Restorative Justice FAQ

What is restorative justice? 

Restorative justice is a philosophy that understands crime and harm as violations of people and relationships. The criminal justice system focuses on what law was broken, who is guilty, and how they should be punished. Restorative justice is concerned about who was impacted, what their needs are, and how to move forward in a good way with one another. Restorative justice is rooted in values of human dignity, right-relationship, healing, accountability, and encounter.

What are restorative practices? 

Restorative practices are formal or informal processes that allow those most directly impacted by a crime (harmed persons, responsible persons, and community members) to determine ways to repair the harm that was done. Strongly influenced by indigenous ways of life, restorative practices such as victim-offender dialogue, community conferencing, and circle process offer practical approaches to building a culture of encounter and accompaniment in the criminal justice system, as well as parish, family, and civic life. These practices are helpful community-building tools, which can be used even when no direct harm is evident.

What does the Catholic Church say about restorative justice? 

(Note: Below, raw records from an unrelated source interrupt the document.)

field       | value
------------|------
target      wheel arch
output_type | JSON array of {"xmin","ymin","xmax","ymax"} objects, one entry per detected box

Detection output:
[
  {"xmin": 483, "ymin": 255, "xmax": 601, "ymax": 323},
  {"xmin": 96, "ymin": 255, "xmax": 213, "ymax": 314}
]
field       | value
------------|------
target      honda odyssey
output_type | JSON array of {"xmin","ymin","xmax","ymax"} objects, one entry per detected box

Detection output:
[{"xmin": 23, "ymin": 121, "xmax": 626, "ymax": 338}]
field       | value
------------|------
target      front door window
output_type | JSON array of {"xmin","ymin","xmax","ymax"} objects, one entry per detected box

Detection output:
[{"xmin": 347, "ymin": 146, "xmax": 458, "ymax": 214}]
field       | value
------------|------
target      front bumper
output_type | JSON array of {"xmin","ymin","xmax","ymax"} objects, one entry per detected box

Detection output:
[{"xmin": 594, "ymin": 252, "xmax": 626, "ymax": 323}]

In 2000, the United States Conference of Catholic Bishops wrote in their pastoral letter Responsibility, Rehabilitation, and Restoration: A Catholic Perspective on Crime and Criminal Justice that “a Catholic approach leads us to encourage models of restorative justice that seek to address crime in terms of the harm done to victims and communities, not simply as a violation of law.” While the Catechism of the Catholic Church does not name “restorative justice” specifically, all seven themes of Catholic Social Tradition are consistent with the principles of restorative justice.